The visual to the right represents, more specifically, the improved soil structure which should result from increased organic matter. The right side, once again, represents median 3 and the left side represents median 1. Soil compaction, brought on by years of shallow-rooted, turf grass plantings and human activity on the surface of the medians, should be reduced from median 3 to median 1 as a result of the Pollinator Boulevard’s sheet mulching, perennial plantings, and subsequent increases in organic matter and microbial activity. More organic matter, due to the building of humus that leaches down into Horizon A, invites microbial activity. The movement and waste of these micro-organisms contributes to the formation of soil aggregates. Thus macro-pores are created, allowing water molecules and nutrients to penetrate the soil. More moisture and organic matter molecules invite even greater concentrations of microbes, which metabolize the nutrients present in the organic matter, making them more available to plant roots. The movement of water through the soil also allows nutrients to travel to deeper horizons and root zones. Increased nutrient availability makes for healthy plants and a sustained source of material to be decayed into organic matter. Thus, the cycle continues.

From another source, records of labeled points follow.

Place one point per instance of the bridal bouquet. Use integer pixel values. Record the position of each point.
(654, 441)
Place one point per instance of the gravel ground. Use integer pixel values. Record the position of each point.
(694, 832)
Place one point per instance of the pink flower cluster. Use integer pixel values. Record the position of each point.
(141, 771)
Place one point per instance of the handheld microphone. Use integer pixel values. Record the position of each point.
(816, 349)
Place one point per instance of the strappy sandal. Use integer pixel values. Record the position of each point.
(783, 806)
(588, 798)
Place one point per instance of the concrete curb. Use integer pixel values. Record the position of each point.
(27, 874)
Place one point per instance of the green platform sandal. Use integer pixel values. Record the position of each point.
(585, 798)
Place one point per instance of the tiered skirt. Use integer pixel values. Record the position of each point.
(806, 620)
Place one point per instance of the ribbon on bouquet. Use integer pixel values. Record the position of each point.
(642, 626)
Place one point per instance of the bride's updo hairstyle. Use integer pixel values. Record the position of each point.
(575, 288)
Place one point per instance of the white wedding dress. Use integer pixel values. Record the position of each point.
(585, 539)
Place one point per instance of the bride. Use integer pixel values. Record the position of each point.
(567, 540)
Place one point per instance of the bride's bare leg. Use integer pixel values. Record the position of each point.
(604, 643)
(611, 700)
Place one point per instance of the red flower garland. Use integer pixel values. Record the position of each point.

This last visual on the right specifically shows how microbial activity is effected by increased levels of soil organic matter. The top image represents the stifled soil food web of median 3, while the lower image represents the prosperous soil food web of median 1. Median 3 has low organic matter content and that which exists is being metabolized by algae and mosses. Thus at the first trophic level, organic matter feeders are dominated by bacteria and some disease fungi. Mycorrhizal fungi are not present due to a low concentration of roots. Insect pests dominate the consumption of unprotected shoots and roots and there are few earthworms. Median 1 has high organic matter content metabolized by algae, P-bacteria, and lichen. The first trophic level is dominated by organic matter feeders like saprophytic fungi,  accompanied by bacteria and acetinomyces. High levels of mycorrhizal fungi support an abundance of roots and keep insect pests in check. There are more earthworms present, as well. Without beneficial fungi, median 3’s second trophic level consumers are dominated by bacterial feeders like nematodes, protozoa, and rotifera. There is an absence of fungal feeder and few white worms to feed on insect pests. Median 1’s second trophic level is dominated by fungal feeders like springtails, mold mites, beetle mites, and feather winged beetles. There are beneficial levels of bacterial feeders and white worms keep insect pests in check. At the third trophic level, median 3 has a low density of consumers while median 1 has a beneficial level.

I hope these diagrams give the viewer a closer look at the changes that take place in the soil when organic matter content differentiates,  enlightening the intricacies, delicate balance and interwoven nature of the Earth beneath our feet. Like a Jenga tower, you can only take so many pieces out before things start to lean over and the whole thing collapses. Alas, we rebuild.